Green Tea Creme Brûlée

Green Tea Creme Brûlée

Recipe: Serves 6

Creme Brule:

3 Egg yolks
1/2 cup Sugar + extra for crust
2 cup 35% Cream
1 tbls Macha Powder

Sesame Seed Brittle:

1/2 cup Sugar
1/4 cup Water
1/4 cup Black & White Sesame seeds
1/2 tsp Baking soda
1 tbls Butter
3 tbls of Candied Ginger - Chopped

Creme Brûlée:

Preheat your oven to 325. If you have a steam oven, preheat it to full steam. If you can set the temperature to 180.
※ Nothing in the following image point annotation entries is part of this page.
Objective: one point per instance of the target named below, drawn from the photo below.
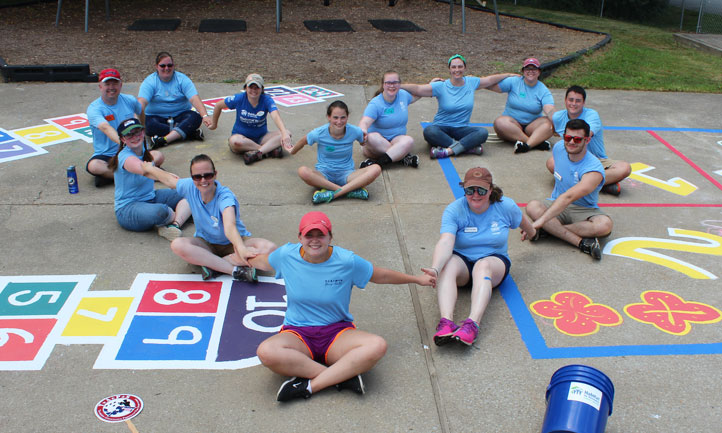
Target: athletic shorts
(337, 177)
(319, 339)
(105, 158)
(470, 265)
(220, 250)
(574, 213)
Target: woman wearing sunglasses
(167, 97)
(221, 243)
(384, 123)
(138, 205)
(527, 117)
(450, 133)
(472, 252)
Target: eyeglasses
(134, 133)
(206, 176)
(576, 140)
(469, 190)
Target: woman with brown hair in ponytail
(138, 206)
(472, 252)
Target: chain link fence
(705, 14)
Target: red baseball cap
(314, 220)
(109, 74)
(531, 61)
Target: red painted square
(21, 339)
(180, 297)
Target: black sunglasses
(469, 190)
(206, 176)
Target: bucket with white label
(579, 400)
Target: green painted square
(30, 299)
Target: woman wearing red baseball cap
(318, 344)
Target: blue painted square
(148, 338)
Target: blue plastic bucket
(579, 400)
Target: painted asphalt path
(651, 305)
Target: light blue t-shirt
(99, 112)
(568, 173)
(250, 120)
(207, 217)
(455, 103)
(167, 98)
(389, 119)
(334, 155)
(131, 187)
(524, 103)
(319, 294)
(589, 115)
(480, 235)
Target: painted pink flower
(575, 314)
(670, 313)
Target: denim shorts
(319, 339)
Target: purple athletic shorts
(319, 339)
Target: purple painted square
(254, 313)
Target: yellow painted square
(98, 317)
(43, 134)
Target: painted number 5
(640, 249)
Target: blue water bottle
(72, 180)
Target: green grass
(639, 57)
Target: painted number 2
(640, 249)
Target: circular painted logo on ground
(118, 408)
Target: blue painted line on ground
(538, 348)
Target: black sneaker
(544, 145)
(521, 147)
(410, 160)
(366, 162)
(208, 273)
(157, 142)
(295, 387)
(612, 188)
(252, 156)
(245, 273)
(591, 246)
(355, 384)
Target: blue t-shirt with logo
(250, 120)
(208, 217)
(319, 294)
(389, 119)
(480, 235)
Start by placing the cream in a small pot. Cook over medium heat until you see small bubbles rise around the edges. Do NOT boil or simmer the cream; we are looking to gently heat the cream without much action. When the cream has heated, remove from heat and add the matcha powder. Stir in the matcha powder using a whisk. Whisk until fully incorporated and let sit. In the mean time, separate 3 egg yolks from the whites and place in a bowl. Add sugar and whisk together. When fully incorporated, use a ladle to temper the egg yolks. This is done by adding small increments of the hot cream to the egg mixture while constantly whisking the yolks. When all the cream has been added, strain the mixture through a fine strainer.

Gather your ramekins and place in a baking tray. Pour mixture into each ramekin, filling each 4/5. Add hot water to the baking tray so that the ramekins sit in a water bath. Place a sheet of tin foil over top and loosely tighten around the entire baking tray. Place in the oven for 30 minutes and check. To check, lift off the tin foil and gently shake the ramekin. If the outside is set and the middle jiggles, they are done. If they haven't set after the initial 30 minutes, place back in the oven and cover for 10-15 more minutes. Remove the ramekins from the bath and let stand for 10-15 minutes at room temperature. When they have cooled, place in the fridge and leave for 2-24 hours before serving.

To Brûlée you will need a torch. Add a teaspoon of sugar to the ramekin and rotate the ramekin so that the entire surface is cover in sugar. Start the torch and begin burning the sugar. Be very carful not to burn yourself. Continue to rotate the creme brûlée as you burn the sugar. When you see the sugar start to turn golden brown, remove from the heat and allow to cool.

To make the brittle first line a baking sheet with parchment paper and put aside. Place the measured amount of sugar in a small saucepan along with a touch of water. Place on the stovetop and cook over medium heat. Allow the sugar to dissolve and start to caramelize. When the sugar has turned golden brown, add the sesame seeds and cook for another minute. Remove from heat and stir in baking soda and butter right away. Using a silicone spatula remove contents onto the baking sheet and spread out. Allow the mixture to fully cool. When cooled, break into pieces and garnish creme brûlée.